Reply To: Suggestions of how discussions might be framed

  • Whit Blauvelt

    Member
    June 5, 2023 at 6:46 pm

    Charles,

    (Reading and replying here after posting a reply below.) Appreciate the background on your position. I don’t recall where McGilchrist makes mathematical claims; doesn’t he say he has little background in math? As for your claim about his grasp of science, where do you see him as going wrong?

    If he favors Catholics and dismisses Puritans, that’s natural enough for many from Scotland. What does that has to do with his grasp of science? He does argues against religious myths being judged by science’s standards, perhaps making a clearer case there than Stephen Jay Gould did with his “nonoverlapping magisteria.” I hope we can agree Gould was a decent scientist.

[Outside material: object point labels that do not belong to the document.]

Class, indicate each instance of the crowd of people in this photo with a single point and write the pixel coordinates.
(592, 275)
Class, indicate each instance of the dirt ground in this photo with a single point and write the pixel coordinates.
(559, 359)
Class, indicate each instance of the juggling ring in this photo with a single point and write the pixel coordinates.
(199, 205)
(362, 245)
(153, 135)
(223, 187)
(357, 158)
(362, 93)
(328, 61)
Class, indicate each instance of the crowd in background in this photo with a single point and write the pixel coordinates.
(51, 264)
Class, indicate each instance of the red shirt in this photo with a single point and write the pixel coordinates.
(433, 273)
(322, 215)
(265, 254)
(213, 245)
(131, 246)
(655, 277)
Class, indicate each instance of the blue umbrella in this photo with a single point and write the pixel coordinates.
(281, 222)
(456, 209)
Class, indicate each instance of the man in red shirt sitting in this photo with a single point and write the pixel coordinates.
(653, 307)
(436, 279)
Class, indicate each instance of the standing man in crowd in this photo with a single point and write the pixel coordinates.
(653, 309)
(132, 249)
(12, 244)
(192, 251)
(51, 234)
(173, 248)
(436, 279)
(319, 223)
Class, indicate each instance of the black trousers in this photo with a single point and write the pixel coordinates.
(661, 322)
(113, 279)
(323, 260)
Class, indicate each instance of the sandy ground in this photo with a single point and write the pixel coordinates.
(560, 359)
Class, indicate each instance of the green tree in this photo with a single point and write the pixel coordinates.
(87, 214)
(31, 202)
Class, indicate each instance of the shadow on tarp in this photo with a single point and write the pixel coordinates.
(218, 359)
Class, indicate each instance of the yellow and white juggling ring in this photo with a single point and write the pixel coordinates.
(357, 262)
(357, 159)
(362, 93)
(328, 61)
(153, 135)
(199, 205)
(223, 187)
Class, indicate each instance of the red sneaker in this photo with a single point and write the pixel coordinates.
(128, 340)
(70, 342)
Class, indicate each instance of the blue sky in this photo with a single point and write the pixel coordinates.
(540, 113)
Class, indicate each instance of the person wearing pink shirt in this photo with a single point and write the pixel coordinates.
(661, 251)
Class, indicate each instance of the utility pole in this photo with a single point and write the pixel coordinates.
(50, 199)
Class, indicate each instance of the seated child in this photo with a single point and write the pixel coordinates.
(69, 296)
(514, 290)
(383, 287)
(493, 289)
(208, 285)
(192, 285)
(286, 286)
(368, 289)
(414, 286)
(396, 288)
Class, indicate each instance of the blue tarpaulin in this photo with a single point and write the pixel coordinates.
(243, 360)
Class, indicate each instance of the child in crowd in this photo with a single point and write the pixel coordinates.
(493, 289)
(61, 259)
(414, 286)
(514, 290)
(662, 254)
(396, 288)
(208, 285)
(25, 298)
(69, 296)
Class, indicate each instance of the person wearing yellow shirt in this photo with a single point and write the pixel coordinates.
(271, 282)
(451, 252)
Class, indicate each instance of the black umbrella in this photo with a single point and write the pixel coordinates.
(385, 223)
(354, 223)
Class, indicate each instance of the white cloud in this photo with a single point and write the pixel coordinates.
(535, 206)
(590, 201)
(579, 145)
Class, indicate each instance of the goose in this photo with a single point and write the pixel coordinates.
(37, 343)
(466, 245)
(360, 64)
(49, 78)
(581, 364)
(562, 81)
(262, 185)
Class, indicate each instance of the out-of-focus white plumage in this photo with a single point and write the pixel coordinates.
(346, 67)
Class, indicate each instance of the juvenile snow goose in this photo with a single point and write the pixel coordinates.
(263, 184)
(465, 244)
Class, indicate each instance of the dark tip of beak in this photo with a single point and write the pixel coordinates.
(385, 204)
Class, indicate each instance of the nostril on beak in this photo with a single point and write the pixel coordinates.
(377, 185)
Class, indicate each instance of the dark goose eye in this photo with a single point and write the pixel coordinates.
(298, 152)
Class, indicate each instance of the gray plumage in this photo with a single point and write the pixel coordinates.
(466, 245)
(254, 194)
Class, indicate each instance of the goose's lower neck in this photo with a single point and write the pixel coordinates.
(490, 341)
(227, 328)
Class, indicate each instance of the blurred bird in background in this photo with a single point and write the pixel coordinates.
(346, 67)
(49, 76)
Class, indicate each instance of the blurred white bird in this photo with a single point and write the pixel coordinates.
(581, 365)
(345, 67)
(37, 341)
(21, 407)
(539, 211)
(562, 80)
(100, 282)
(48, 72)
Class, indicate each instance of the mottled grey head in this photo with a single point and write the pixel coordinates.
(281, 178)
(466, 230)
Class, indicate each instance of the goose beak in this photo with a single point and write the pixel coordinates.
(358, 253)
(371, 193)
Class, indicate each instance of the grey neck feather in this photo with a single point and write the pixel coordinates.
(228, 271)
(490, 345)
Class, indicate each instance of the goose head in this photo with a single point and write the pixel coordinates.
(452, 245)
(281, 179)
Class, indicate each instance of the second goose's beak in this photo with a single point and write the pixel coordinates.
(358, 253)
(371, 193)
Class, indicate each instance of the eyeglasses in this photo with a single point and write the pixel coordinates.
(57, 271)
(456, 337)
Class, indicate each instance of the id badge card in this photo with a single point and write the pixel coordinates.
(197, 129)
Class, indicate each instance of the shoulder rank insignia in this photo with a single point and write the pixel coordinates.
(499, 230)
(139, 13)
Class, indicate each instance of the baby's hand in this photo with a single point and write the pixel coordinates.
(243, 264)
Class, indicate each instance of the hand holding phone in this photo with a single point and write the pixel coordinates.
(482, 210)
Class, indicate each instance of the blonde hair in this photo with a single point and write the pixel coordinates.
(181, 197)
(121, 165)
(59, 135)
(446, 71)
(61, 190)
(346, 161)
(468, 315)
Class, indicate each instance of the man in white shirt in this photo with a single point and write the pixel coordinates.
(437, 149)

    Part of what fascinates me in James’s Pluralistic Universe is the case he makes against the New England Transcendentalists’ stance regarding the Absolute — the radical holism which as you point out goes back to Goethe, and the German philosophers they were all reading. I appreciate James’s taking that on all the more as I’ve been a holist since a teenager myself, in the light of which I’ve found McGilchrist’s extensive quotations of the Germans, who I’ve barely read, often making points I long ago came to on my own. It seems James wants to pull back about half-way from the transcendentalist position, to where there are many finite gods rather than one God Absolute. James says he worships a finite god, and believes that the god of the Bible, for whom he even allows the Absolute may be the “enemy.” A strange claim, to be sure.

    If it be at all true, it could explain how the larger portion of American protestant evangelicals are so comfortable with the obvious evil in their Trumpianism — that they are following a real, finite god, who is largely evil. As you pointed out earlier, this was also a claim of the Gnostic Christians. The Catholics on our Supreme Court may too be enthralled to that demon, as evidenced by the crookedness of their logic and disdain for personal ethics. Would we best go back to the Athenians’ many gods, none purely good nor evil?

    For myself though, I agree with the German philosophers’ claim of a fundamental free creativity to the universe, in which we participate. James, too, is clear this is better than traditional dualism. Our myths may be better when polytheistic — which for those Catholics invested in saints, is much the case. Meanwhile James’ points about the shortcomings in logical consistency the transcendentalists’ absolutist holistic views are, as roughed out in the Pluralistic lectures, beyond the level of the current debates in the journals of consciousness and philosophy I read, highly worthy of renewed attention.

    Still, if theology be one area, and science another, where do you see McGilchrist’s science going astray?